During the Qing Dynasty that ended in 1912, China was slow to learn lessons from abroad and adjust its curriculum, and it paid the price in its inability to compete with Western powers. These days, the tables are turned, and now we need to learn from China.

2 thoughts on “Chinese Medicine for American Schools”

  1. This article and Marc Eisen’s earlier piece bring up some interesting points, but I’d like to provide some perspective.
    Back in the 1980s, it was the Japanese education system we were comparing ourselves to unfavorably. Practically the same arguments and the same dire predictions about Japan surpassing us in science were made. Lots of scary scenarios were spun, particularly by conservative education “experts,” about how our economy was going to tank, and Japan was going to come out as the economic superpower of the twenty first century. None of the predictions and scary scenarios came true. In fact, the Japanese economy tanked, and ours soared principally on new science/technology created by the students who had gone through our apparently not so inferior school systems.
    My daughter is in China now, working with a group of scientists (PhD-level chemists, biologists, agronomists) on pesticides and pesticide alternatives in Chinese agriculture. The scientists are competent in their areas of expertise, but what my daughter has discovered is they seem to be less than proficient in communicating their expertise to the local farmers, and in questioning their own work and figuring out how to implement it.
    My daughter wrote me an e-mail saying how she is glad she grew up in a society and went to schools in which questioning received wisdom is considered a positive, rather than a negative. Maybe we don’t drill our students enough in math and science, but it’s really the creative spark of kids who question the current way of doing things, not the science drones, who will bring innovation and economic advancement.
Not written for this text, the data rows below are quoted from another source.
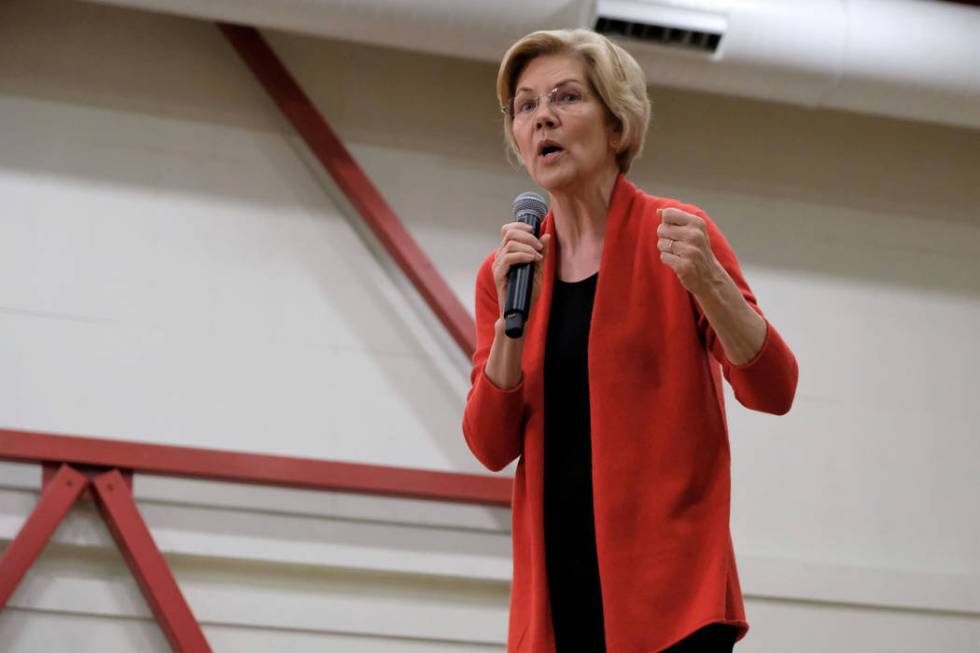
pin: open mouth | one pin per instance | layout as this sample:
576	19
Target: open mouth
549	149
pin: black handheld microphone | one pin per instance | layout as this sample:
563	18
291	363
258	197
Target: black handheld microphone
530	209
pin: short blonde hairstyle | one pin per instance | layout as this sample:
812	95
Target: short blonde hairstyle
612	72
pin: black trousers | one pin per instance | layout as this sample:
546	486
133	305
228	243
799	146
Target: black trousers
713	638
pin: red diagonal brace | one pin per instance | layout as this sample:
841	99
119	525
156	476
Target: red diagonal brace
56	499
148	565
350	178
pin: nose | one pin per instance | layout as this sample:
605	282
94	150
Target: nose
544	116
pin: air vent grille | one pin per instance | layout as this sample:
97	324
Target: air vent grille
659	34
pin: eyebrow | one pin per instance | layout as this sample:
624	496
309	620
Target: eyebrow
564	81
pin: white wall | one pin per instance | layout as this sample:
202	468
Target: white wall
173	268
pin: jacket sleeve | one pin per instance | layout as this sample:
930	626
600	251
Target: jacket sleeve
493	418
767	382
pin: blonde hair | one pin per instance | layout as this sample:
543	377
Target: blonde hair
612	72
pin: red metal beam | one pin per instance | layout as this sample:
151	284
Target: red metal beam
56	499
26	446
355	184
148	565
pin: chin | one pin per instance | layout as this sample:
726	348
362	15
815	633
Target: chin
555	181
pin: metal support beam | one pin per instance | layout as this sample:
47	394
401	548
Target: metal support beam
148	565
355	184
56	499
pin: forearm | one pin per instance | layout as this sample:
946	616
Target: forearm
740	330
503	366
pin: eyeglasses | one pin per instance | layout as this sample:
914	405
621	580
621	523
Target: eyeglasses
563	97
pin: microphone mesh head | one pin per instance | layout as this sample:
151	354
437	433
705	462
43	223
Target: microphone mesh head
530	203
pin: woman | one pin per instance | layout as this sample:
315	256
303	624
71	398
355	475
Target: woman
612	400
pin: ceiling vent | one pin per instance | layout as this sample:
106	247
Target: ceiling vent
677	37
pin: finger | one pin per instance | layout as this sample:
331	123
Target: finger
515	225
676	216
511	259
673	261
514	246
675	232
514	235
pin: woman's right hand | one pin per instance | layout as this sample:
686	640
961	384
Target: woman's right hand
518	245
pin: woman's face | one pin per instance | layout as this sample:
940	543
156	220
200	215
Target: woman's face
563	143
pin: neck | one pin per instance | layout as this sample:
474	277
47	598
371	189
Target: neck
580	214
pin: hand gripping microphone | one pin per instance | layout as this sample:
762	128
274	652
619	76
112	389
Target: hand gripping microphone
530	209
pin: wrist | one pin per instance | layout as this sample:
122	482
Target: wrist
714	284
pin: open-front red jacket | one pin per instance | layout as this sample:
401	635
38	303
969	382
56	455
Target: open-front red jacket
661	460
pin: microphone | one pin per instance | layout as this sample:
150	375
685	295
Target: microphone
529	208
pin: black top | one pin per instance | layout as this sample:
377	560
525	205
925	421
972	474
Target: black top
569	518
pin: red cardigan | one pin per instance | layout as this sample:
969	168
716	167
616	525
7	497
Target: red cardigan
661	460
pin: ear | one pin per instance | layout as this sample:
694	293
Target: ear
615	137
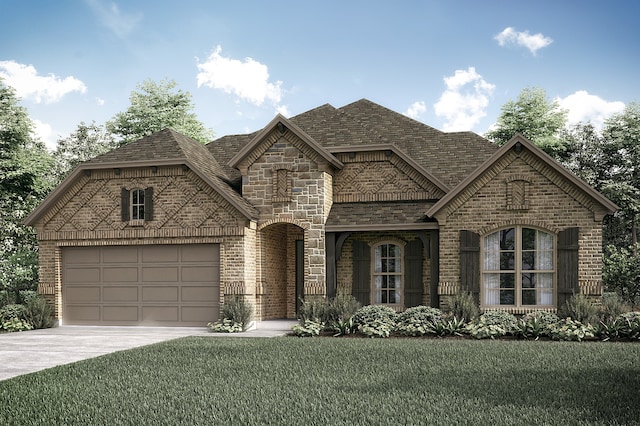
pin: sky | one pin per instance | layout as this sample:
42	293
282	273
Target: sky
451	64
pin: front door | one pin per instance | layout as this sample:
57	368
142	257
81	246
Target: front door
299	274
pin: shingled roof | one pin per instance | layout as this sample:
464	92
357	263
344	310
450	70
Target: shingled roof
450	157
165	147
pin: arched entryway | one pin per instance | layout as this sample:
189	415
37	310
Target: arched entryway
280	271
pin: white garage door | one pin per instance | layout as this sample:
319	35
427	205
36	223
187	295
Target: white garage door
161	285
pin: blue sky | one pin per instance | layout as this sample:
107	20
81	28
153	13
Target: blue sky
450	64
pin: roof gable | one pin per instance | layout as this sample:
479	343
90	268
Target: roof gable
166	147
254	149
519	143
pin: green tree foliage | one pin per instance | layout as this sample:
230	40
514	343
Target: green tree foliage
25	178
621	161
621	273
536	118
86	142
156	106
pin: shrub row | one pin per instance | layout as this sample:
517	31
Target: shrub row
34	313
382	321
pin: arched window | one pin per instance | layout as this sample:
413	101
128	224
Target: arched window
518	268
387	274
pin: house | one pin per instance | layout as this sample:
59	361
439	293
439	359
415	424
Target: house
358	199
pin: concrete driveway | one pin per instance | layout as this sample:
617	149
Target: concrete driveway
29	351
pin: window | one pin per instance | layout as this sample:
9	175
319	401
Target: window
518	268
137	204
387	274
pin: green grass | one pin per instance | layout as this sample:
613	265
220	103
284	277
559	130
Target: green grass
290	381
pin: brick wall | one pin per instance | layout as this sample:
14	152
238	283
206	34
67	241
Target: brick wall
186	211
345	263
550	203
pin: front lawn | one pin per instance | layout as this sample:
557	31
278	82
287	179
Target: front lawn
290	381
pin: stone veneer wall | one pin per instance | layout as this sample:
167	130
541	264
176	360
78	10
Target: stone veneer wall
549	202
345	263
304	200
186	211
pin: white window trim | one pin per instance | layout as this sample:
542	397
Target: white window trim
399	305
518	307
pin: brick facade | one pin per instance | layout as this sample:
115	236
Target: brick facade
367	180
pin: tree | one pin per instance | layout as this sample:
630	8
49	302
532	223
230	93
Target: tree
86	142
621	161
536	118
25	178
155	106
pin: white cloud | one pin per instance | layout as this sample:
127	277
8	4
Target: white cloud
247	79
45	133
464	101
29	85
111	17
534	42
589	108
416	110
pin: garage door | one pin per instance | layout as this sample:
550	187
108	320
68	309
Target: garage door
164	285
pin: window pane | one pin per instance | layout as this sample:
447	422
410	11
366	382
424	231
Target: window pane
545	260
507	239
545	280
507	261
528	239
378	281
529	260
528	297
491	285
545	241
528	280
507	297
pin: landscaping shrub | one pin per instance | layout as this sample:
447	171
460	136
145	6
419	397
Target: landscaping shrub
7	298
579	308
375	320
341	308
236	315
15	324
570	329
624	326
493	324
612	306
38	312
308	328
464	307
418	321
8	312
536	324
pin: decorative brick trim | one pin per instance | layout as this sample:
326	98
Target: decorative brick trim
591	288
234	287
314	288
296	222
515	222
447	288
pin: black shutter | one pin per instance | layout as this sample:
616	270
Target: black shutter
361	287
470	263
148	204
413	273
567	264
124	205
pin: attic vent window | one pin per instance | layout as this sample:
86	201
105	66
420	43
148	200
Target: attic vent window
281	184
518	193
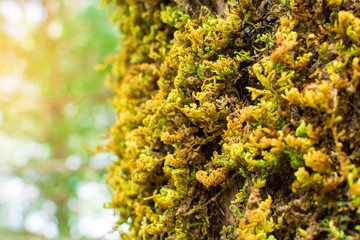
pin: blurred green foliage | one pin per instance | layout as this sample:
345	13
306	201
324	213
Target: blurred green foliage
53	103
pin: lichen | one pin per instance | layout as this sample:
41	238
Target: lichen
237	124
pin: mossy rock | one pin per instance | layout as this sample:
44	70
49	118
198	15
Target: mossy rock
237	120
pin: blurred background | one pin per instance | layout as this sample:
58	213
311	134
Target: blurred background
53	105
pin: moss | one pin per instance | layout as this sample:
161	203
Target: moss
237	124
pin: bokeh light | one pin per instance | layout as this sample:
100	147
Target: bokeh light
53	106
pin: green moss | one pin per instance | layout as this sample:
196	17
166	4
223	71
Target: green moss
236	124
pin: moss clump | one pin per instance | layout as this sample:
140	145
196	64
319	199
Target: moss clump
237	120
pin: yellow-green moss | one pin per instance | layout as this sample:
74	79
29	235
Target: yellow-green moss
241	125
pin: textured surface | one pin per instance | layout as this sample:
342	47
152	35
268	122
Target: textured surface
243	125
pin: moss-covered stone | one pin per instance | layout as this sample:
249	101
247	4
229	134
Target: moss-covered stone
237	120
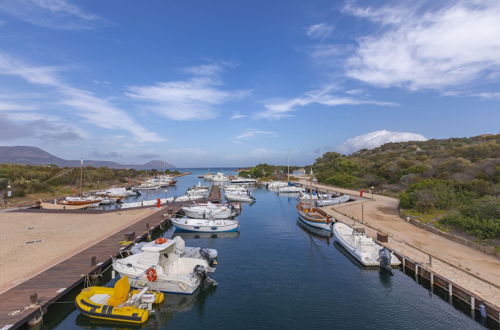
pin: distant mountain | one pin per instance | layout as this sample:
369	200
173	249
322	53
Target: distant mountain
36	156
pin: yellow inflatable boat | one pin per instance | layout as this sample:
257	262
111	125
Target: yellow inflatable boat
117	304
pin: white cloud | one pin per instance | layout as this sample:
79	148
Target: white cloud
252	133
489	95
428	48
377	138
237	115
319	31
192	99
97	111
54	14
281	109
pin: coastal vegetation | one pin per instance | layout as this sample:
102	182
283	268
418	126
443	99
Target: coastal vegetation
451	183
47	181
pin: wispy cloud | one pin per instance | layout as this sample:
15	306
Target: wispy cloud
252	133
237	115
96	110
428	47
324	96
193	99
319	31
53	14
377	138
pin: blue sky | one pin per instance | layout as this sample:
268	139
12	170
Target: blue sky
232	83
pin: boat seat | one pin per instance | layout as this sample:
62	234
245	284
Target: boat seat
100	298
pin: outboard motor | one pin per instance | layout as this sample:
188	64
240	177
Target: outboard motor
206	255
384	256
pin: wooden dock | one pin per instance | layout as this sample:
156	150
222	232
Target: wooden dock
215	194
18	305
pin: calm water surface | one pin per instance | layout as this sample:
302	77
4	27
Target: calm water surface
277	274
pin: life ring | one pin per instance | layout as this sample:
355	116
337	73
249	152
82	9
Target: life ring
151	274
161	240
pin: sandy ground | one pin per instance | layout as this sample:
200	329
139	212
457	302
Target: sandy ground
382	214
60	235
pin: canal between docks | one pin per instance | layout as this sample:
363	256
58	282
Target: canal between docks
279	274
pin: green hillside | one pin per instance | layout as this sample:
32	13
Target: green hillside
452	183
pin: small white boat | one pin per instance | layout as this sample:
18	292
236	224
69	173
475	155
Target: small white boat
147	186
333	201
239	196
210	211
181	249
275	185
187	198
247	181
160	268
291	189
205	225
362	247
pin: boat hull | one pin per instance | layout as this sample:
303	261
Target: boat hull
206	226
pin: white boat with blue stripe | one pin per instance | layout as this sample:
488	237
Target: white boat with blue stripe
205	225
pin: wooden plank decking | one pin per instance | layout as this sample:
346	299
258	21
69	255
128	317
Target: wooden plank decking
51	284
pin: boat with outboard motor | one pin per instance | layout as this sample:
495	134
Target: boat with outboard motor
332	201
159	267
182	250
205	225
362	247
210	211
239	196
313	216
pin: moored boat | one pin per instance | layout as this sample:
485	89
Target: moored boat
205	225
118	304
314	216
360	246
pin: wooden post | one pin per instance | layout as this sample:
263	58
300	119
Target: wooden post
34	298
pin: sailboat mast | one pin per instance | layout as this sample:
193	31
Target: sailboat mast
81	177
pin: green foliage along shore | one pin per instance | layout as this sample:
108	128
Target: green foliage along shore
457	179
53	180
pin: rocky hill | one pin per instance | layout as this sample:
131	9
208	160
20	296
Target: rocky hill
36	156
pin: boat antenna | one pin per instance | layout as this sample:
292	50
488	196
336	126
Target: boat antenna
81	177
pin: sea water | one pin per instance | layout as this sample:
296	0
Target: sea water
277	273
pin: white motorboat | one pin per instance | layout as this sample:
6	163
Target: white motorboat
291	189
205	225
147	186
187	198
303	196
275	185
210	211
239	196
219	177
362	247
182	250
333	201
160	267
247	181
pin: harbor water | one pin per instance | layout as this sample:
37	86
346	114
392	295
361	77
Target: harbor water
279	274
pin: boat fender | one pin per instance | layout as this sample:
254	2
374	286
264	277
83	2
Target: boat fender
161	240
151	274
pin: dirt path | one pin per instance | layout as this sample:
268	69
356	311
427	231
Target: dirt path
32	242
381	213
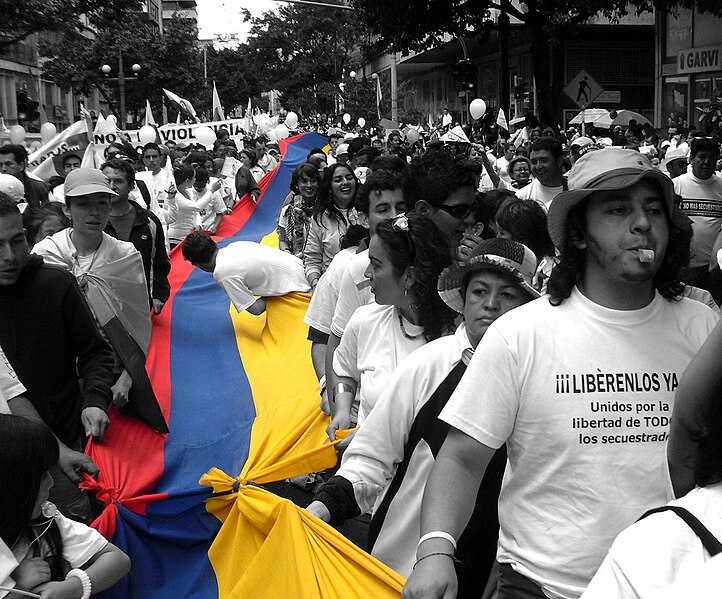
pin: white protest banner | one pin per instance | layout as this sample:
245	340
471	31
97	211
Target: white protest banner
173	132
75	137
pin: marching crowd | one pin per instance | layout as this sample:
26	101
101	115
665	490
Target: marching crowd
516	336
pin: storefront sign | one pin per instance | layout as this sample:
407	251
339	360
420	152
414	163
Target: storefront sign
699	60
609	96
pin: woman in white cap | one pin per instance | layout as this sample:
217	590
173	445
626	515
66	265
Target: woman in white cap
109	271
386	466
406	255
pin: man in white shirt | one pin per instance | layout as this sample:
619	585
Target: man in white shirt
246	270
579	386
446	119
157	179
701	192
212	215
265	160
546	166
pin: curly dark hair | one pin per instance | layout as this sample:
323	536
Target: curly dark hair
198	247
325	201
28	451
434	176
303	170
570	268
426	249
526	221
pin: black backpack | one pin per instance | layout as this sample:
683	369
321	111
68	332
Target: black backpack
709	541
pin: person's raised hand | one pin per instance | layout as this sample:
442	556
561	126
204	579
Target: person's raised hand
338	423
72	463
31	572
121	389
432	578
95	421
319	509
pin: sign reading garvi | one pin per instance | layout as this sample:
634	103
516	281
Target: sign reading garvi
698	60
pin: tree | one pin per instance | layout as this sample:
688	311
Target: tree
21	19
172	60
422	24
303	51
236	82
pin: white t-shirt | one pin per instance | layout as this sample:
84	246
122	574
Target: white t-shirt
371	347
657	551
80	543
581	395
208	214
158	185
10	385
371	460
539	193
325	296
245	269
355	292
502	164
702	202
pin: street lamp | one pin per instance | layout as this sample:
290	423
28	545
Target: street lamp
121	78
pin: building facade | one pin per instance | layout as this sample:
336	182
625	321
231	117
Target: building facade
688	66
619	57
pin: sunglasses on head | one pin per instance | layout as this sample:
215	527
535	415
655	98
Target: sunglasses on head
400	224
461	211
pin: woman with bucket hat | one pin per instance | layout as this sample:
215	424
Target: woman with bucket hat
387	463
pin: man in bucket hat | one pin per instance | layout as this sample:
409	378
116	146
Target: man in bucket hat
579	386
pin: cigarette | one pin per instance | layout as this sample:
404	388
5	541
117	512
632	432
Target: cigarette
645	255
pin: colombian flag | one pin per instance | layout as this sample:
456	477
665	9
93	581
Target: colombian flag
241	401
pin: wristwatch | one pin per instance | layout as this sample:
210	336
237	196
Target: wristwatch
343	388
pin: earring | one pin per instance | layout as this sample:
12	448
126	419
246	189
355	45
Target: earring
412	305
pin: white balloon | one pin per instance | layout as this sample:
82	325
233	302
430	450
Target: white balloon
17	135
477	108
47	132
281	131
146	134
264	124
291	120
205	136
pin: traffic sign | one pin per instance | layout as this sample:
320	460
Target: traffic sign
583	90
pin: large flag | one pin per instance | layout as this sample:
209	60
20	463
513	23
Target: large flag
501	120
181	105
378	96
75	137
217	108
149	120
240	397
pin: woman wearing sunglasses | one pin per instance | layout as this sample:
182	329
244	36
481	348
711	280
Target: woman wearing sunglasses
329	220
406	256
388	462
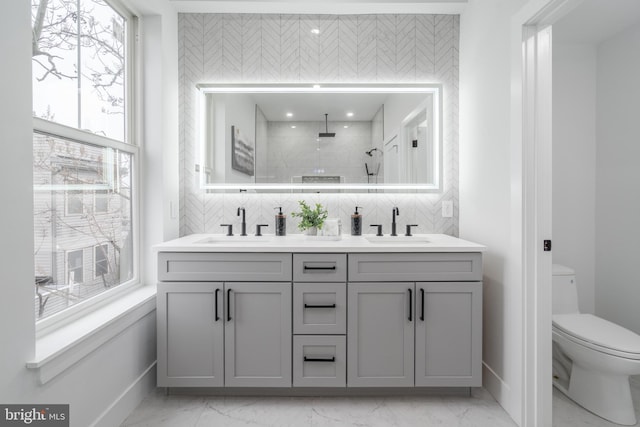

  2. I toured Chinese schools in l992. I was accompanied by a member of the government and an interpreter. I was not allowed in just any school. I was taken to the “cream of the crop” schools – all talented and gifted children. One example was an elementary school that had two different orchestras – one with traditional chinese instruments and one with western instruments. The latter group played a Beethoven symphony for me. Average children – I think not.
    Few children spoke in class, no discussions at all and rote learning prevalent. All probably very successful in a homogenous society.
    My husband who lectured there, felt that no Chinese student ever questioned him about anything and hardly ever spoke up.
    When I asked to attend a local, average school, I was told that only those schools on the official list could be visited.
    Did I love these schools and the children in them? – absolutely. Did I witness a love of learning? -you bet.
    Funny thing though – I saw this everyday I taught in the Madison schools.